Pat Gelsinger was Intel's first CTO, and many thought he would succeed Paul Otellini when he retired as Intel CEO. But in 2009, after 30 years at the chip maker, Gelsinger moved to EMC as president and COO, and last year moved to EMC company VMware as CEO. On a recent visit to Bangalore , he spoke to TOI about his focus at the cloud and virtualization software company .
Corporate adoption of public clouds remains limited. Do you see this changing?
True, the large majority of what is running on public clouds like Amazon and Rackspace is not corporate workloads. It's Zynga. It's Netflix. And mobile-only internet-based services. What's happening from the corporation is this small sliver of almost entirely test and development. Inside corporations are these developers who can't get what they want from their IT department. So they use public clouds to get their job done. But if the corporation gets excited about the work and wants to deploy it, they can't do it in their internal datacentres because it's not compatible with, say, the Amazon resources used to develop it. Corporate IT requires SLAs (service level agreements), governance, privacy and other regulatory things that the current public clouds do not provide. This is why we now have our hybrid cloud solution that solves this problem by creating this seamlessness across the public-private environment . We'll have the same network, security, management , and compatible applications .
Will you build your own datacentres?
We will use somebody else's datacentre, but it will be my brand and I'll take operational responsibility for it.
You expect that with this corporates will go beyond test and development in public clouds?

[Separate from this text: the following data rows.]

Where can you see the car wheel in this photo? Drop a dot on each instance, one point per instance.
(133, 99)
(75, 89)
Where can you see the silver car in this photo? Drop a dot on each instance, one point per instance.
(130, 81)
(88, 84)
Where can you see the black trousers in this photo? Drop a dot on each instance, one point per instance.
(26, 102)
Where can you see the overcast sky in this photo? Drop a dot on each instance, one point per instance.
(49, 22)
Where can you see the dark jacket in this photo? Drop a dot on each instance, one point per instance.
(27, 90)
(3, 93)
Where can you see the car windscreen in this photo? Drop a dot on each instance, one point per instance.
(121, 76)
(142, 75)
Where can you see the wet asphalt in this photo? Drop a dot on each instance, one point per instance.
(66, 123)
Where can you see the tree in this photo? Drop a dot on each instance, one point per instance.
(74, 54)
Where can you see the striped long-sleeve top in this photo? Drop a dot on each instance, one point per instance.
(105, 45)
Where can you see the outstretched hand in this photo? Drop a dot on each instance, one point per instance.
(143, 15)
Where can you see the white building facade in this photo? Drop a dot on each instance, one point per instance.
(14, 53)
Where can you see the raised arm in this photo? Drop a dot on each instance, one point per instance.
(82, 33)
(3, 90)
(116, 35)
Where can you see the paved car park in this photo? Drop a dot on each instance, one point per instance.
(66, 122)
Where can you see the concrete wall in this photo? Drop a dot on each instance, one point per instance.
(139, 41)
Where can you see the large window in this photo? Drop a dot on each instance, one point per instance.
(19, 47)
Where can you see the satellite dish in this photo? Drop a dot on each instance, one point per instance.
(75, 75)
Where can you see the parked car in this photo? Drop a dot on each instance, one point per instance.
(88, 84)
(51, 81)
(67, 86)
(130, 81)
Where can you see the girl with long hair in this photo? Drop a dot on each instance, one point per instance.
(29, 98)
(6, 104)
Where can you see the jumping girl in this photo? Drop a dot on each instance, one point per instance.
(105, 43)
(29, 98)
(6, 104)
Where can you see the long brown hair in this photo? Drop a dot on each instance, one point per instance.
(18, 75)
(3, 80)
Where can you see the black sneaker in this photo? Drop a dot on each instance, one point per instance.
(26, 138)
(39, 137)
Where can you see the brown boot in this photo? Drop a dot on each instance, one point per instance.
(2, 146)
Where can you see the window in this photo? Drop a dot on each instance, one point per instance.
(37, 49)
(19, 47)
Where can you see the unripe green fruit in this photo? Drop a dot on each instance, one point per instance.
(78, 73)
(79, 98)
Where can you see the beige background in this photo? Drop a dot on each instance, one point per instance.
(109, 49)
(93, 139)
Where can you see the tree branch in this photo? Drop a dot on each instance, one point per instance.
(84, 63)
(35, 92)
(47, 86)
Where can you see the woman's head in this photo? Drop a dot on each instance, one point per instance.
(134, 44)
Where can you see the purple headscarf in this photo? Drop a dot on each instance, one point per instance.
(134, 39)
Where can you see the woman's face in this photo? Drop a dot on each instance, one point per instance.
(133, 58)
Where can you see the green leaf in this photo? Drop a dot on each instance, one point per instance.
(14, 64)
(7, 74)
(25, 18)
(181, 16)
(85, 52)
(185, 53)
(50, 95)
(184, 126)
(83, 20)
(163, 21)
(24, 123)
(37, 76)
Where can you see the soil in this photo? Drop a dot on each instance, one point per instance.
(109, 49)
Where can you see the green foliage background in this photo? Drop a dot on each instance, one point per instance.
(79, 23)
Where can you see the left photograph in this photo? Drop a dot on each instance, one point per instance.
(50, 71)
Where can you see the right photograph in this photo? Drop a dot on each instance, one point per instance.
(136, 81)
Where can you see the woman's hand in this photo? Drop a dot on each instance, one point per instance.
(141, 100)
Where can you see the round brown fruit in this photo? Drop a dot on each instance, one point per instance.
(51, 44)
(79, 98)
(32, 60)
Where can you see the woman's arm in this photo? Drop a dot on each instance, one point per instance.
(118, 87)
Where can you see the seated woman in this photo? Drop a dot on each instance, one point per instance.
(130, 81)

Exactly. We were with a customer recently - a big media company - and their conclusion was that they could do two things based on our solution quickly. One was to drive up the utilization of their internal datacentres, which stood at about 50-60 %, because they would now be able to burst to our cloud whenever they thought their internal capacity was peaking . The second was to make us their DR (disaster recovery ) site, get DR as a service from us. DR represents around 25% of the overall IT budget.
How do you see the BYOD (bring your own device to work) movement?

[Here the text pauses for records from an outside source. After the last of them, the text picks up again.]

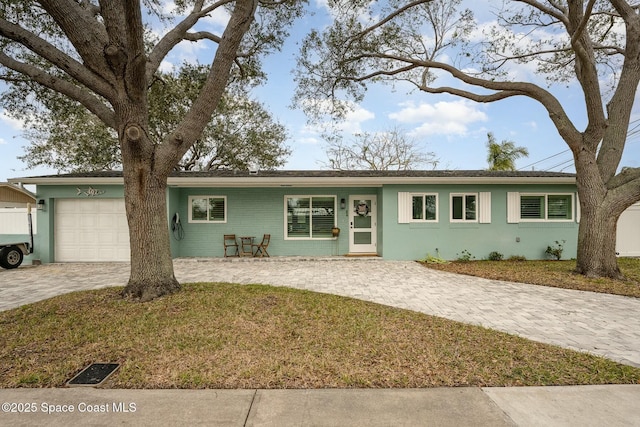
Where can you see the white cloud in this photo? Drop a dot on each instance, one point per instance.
(442, 118)
(166, 66)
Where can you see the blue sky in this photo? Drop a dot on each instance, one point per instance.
(453, 128)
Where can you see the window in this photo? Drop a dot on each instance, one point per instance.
(424, 207)
(546, 207)
(207, 209)
(463, 207)
(310, 217)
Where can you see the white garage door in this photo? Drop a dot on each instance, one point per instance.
(628, 235)
(91, 230)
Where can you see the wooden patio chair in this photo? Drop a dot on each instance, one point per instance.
(261, 249)
(230, 243)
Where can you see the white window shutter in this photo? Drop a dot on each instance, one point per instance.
(513, 207)
(484, 202)
(404, 207)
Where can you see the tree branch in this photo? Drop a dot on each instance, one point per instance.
(73, 18)
(178, 33)
(74, 92)
(51, 53)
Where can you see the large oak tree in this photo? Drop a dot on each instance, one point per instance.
(436, 47)
(95, 53)
(65, 136)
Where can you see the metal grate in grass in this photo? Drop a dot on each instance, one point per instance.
(93, 375)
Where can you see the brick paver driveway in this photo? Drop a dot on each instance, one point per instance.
(601, 324)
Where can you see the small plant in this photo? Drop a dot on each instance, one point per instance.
(465, 256)
(434, 259)
(555, 251)
(430, 259)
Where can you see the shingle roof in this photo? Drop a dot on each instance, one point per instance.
(328, 174)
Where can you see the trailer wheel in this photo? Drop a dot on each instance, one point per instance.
(11, 257)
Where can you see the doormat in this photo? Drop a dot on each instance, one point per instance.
(93, 375)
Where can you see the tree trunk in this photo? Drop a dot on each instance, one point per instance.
(597, 245)
(596, 256)
(151, 263)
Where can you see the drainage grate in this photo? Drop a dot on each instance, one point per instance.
(94, 374)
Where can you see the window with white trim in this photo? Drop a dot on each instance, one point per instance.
(309, 217)
(208, 209)
(546, 207)
(424, 207)
(464, 207)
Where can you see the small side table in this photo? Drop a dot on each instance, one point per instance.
(246, 243)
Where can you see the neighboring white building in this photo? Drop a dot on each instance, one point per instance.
(628, 235)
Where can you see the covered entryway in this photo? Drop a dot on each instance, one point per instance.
(363, 224)
(628, 234)
(91, 230)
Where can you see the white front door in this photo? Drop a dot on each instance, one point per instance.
(362, 224)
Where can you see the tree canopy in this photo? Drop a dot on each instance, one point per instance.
(436, 47)
(502, 156)
(67, 137)
(387, 150)
(104, 56)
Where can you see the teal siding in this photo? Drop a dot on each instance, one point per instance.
(416, 240)
(44, 241)
(254, 212)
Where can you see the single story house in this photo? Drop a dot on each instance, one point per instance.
(399, 215)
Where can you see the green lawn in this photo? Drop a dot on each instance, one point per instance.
(216, 335)
(550, 273)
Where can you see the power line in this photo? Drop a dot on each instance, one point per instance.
(545, 159)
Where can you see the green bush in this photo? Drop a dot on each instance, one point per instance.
(555, 251)
(464, 256)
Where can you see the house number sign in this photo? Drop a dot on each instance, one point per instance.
(90, 192)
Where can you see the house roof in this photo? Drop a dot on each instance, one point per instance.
(308, 178)
(13, 193)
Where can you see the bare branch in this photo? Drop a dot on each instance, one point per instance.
(179, 33)
(84, 97)
(46, 50)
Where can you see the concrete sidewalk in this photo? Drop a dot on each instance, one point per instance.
(525, 406)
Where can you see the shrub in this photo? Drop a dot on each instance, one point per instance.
(434, 259)
(464, 256)
(555, 251)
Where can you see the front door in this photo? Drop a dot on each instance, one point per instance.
(362, 224)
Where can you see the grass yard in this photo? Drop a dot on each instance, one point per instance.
(234, 336)
(550, 273)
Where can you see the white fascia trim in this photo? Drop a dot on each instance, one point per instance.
(357, 181)
(70, 181)
(300, 181)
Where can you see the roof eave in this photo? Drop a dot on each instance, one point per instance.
(257, 181)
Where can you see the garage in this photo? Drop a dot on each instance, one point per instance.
(91, 230)
(628, 234)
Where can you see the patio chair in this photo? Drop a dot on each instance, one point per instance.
(230, 244)
(261, 249)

Every CIO is struggling for answers to BYOD -- how do they enable new apps on mobile devices, and yet be able to manage and secure this data. Our answer again is to try to bridge the two worlds - deliver all the management and infrastructure tools that IT requires, but do it in a way that doesn't change the end user experience. We are seeing a lot of growth in this area.
Citrix found that in most companies, employees needed only email and a few other apps on their mobile devices, and not the full suite of corporate resources. So they now offer a limited BYOD solution that's substantially cheaper and simple to implement .
They are adopting a different strategy than we are. Our strategy is to not focus on picking the apps for the end-user but enabling any app that IT would choose to be delivered. So we are taking an infrastructure view, just like we didn't pick which apps could be virtualized when we did virtualization. Citrix is a good company and are market leaders in certain portions of the market - we are number two in some areas - but we think the strategy we've laid out is getting a credible resonance from customers.